Note that this is a brief overview of the topic. There are lots of other things and optimizations in play, like futexes and how to actually implement thread-safe (or rather core-safe) code without mutexes (these are not hardware features, mutexes are implemented in the OS). But that's more or less how things are.
Typically the thread will attempt to acquire the mutex, and if it can't (e.g. because another thread already acquired it) it will inform the scheduler and the scheduler will block the waiting thread and switch to a different thread, and then (later, when the lock is released) the scheduler will unblock the waiting thread and give it CPU time again.
On single-CPU systems; this is almost required. All CPU time spent (e.g. "spinning"/polling the lock again) between finding out the lock can't be acquired and doing a task switch (to a thread that may release the lock) is a waste of CPU time that will achieve nothing (because no other thread can release the lock until a task switch occurs).
However, research on multi-CPU systems (that I vaguely remember from about 20 years ago that may or may not have been done by Sun for Solaris) indicates that a small amount of "spinning" (in the hope that a thread running on a different CPU releases the lock in time) can be beneficial (by avoiding the cost of task switch/es). My intuition is that "time spent spinning before blocking" should be roughly equal to the cost of a task switch (or, if a task switch costs 123 microseconds, it'd probably be worthwhile spinning for 123 microseconds before the scheduler is told to block your thread); but this would depend heavily on scenario (e.g. how heavily contended the lock is, etc).
Typically,
The hardware thread (your "CPU") will be switched to running a different software thread by the kernel, and the original software thread will be set aside until the mutex it is waiting on becomes signaled. At that point the kernel will place it among the set of software threads that it seeks to schedule for execution on one of the hardware threads in the system.
Your option 1 applies to what is called a critical section on Microsoft's platforms and more generally a spinlock. See pthread_spin_lock().
Your option 2 is most similar to what usually happens.
In the Microsoft world, the Mutex is waited on with WaitForSingleObject(), which is described as
If the object's state is nonsignaled, the calling thread enters the wait state until the object is signaled or the time-out interval elapses.
Now you need to know that the "wait state" is a state where the thread is not active. We call it "blocking", which is the opposite of a busy wait where CPU time is used.
At that beginning, the kernel will immediately give the CPU to another thread and never give it back to your thread, unless the Mutex is becoming "signaled". So it will really use 0 CPU cycles during the wait.
When the kernel notices that the Mutex has changed, it can "wake up" the thread and might even boost its priority because it was waiting friendly all the time.
The cpu stay on the current thread and check if the mutex had been unlocked continually.
It's not the CPU that picks a thread to be executed. The thread scheduler of Windows will pick a thread that gets executed.
If a Mutex could block a CPU that way, you need to only 8 or 12 Mutexes to fully brick your system.
The cpu will switch to another thread(or process) for a moment [...]
Almost. There will be an interrupt by a timer. The interrupt will be handled by an interrupt service routine by the Windows kernel. At that time, the kernel can decide which thread will be executed next.
[...] and switch back to the origin thread and check temporary.
No. Because the Mutex is a kernel object, the kernel already knows that there's no used in letting the thread check again unless the Mutex has been signaled.

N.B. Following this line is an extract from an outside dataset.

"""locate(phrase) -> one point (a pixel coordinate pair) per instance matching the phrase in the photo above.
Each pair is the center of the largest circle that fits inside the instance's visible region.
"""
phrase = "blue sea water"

Concurrency Fairness & Deadlock

Can somebody give appropriate definitions for the terms Fairness and Deadlock. I am informed that these terms are used in concurrent processes.
In a nutshell, concurrent processes share CPU, the operating system schedules CPU bursts for each process to run. Fairness is one of the things needs to be considered in order to achieve progress, and also to prevent starvation.
Deadlock is a situation when there is a circle of dependency, where each process waits for another process to progress. you will need to read also about Mutex and critical section.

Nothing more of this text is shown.